Elle a également observé autant de médecins qu'elle a pu ; à un moment donné, pendant six mois elle se rendait à Worcester (Massachusetts), trois heures de trajet journalier, pour faire du bénévolat à l'hôpital Saint-Vincent.

Aujourd'hui, elle jongle avec trois emplois à temps partiel de formatrice pour assistants médicaux, de chercheuse en médecine à la Cambridge Health Alliance et travailleuse sociale à la bibliothèque publique de Somerville.

Épuisée et frustrée par ses quatre années de demande d'internat, Moradi a abandonné l'année dernière et ne compte pas recommencer à essayer. Elle attribue la majeure partie des refus qu'on lui a opposés à un faible nombre de postes d'internes américains qui ne correspondent pas à la demande des étudiants en médecine.

“Combien de refus faut-il essuyer ?” dit-elle. “Ça n'a pas de sens”.

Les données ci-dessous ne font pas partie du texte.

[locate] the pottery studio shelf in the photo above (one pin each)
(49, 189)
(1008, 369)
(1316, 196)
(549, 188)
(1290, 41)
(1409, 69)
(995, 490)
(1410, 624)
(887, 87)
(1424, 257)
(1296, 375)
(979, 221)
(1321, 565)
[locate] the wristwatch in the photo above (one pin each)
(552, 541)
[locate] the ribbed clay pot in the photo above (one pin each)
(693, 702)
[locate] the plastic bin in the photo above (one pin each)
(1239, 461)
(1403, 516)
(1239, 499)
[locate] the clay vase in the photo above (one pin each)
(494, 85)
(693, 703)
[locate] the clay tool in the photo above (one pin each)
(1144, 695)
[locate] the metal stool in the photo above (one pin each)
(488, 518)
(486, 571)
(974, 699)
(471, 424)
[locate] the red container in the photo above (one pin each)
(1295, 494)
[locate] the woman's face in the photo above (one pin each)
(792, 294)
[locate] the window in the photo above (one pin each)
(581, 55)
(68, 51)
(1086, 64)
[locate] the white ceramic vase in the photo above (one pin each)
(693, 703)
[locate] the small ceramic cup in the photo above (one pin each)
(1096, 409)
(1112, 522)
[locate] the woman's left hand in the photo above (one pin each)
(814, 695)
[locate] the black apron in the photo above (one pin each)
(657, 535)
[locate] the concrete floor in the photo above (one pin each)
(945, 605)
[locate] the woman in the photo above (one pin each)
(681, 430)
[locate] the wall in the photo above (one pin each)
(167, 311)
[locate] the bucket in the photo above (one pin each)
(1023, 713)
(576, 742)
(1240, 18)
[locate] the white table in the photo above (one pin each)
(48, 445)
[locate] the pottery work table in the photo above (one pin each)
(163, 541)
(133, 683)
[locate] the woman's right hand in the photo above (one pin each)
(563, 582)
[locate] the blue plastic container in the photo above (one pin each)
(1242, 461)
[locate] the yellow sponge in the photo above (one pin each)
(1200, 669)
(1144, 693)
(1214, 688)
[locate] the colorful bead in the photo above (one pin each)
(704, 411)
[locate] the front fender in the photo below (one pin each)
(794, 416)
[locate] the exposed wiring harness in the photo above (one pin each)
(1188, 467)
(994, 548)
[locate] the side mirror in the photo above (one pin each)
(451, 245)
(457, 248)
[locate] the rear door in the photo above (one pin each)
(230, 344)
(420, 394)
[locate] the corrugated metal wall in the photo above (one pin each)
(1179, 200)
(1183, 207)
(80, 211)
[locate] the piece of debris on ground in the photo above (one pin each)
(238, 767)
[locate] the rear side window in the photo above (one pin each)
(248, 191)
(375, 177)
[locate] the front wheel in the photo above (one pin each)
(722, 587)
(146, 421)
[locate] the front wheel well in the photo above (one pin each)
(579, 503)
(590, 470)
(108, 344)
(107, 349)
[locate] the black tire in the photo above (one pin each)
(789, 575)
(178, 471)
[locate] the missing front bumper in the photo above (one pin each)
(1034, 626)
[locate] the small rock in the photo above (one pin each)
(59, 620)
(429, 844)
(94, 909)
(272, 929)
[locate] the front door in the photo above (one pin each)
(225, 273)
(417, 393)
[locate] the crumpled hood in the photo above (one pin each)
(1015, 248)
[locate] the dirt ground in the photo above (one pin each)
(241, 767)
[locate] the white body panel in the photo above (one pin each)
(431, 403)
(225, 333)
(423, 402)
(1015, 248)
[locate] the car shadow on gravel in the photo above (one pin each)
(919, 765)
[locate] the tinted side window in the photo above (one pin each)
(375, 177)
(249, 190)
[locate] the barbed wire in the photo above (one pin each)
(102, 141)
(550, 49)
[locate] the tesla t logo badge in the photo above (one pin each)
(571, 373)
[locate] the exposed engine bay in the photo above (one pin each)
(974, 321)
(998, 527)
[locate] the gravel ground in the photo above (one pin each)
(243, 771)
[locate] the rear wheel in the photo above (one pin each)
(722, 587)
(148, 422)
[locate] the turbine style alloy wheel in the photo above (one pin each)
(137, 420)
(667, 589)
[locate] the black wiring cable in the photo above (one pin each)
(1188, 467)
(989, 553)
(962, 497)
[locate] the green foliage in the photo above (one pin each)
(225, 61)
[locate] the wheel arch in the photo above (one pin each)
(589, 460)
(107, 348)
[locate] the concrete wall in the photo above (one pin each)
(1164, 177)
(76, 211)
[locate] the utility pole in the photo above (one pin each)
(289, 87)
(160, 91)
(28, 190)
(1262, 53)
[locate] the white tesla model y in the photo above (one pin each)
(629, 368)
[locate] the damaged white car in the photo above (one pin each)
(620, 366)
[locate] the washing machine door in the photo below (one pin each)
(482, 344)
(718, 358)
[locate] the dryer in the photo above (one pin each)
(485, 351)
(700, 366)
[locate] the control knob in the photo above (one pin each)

Mais elle a également raconté son histoire au sénateur de l'État du Massachusetts, Jason Lewis, un démocrate [fr] qui représente la région nord du Grand Boston. Lewis a parrainé un projet de loi créant une commission d’État pour étudier les barrières et les voies pour les médecins formés à l'étranger.

“Au Massachusetts, même si nous avons un système de soins de santé de classe mondiale, nous avons encore de nombreuses lacunes avec des patients qui ont des difficultés ou une longue attente pour consulter un médecin”, explique Lewis.

Créer des passerelles pour les médecins sans licence formés à l'étranger pourrait atténuer ces problèmes, dit Lewis.

Pour le moment, le Sénat de l’État a adopté une version du projet de loi de Lewis. Si le texte est approuvé par l'assemblée législative et promulgué, la commission aura un an pour formuler des recommandations à présenter au parlement de l'État.

Ce processus prendra inévitablement du temps, mais Amy Grunder, directrice des Affaires législatives de la coalition MIRA, a déclaré qu'une commission similaire avait donné naissance au programme IMG du Minnesota. Elle a souligné que les parties prenantes du secteur de la santé comme les commissions d'octroi des licences de santé de l’État voudront se faire entendre sur les changements futurs.

“On veut avoir autour de la table des gens qui ne seraient pas du même avis”, a dit Grunder, ajoutant qu'ils vont alors “explorer ensemble comment traiter le problème”.

Morandi, pour sa part, a dit qu'elle espérait que son pays d'adoption trouverait des moyens d'alléger le fardeau des médecins formés à l'étranger, même si cela ne résoudra pas ses propres problèmes.
“Il ne s'agit pas d'abaisser les normes ; ce n'est pas ce que nous voulons”, a-t-elle dit. “Il s'agit de tirer profit des personnes déjà qualifiées.”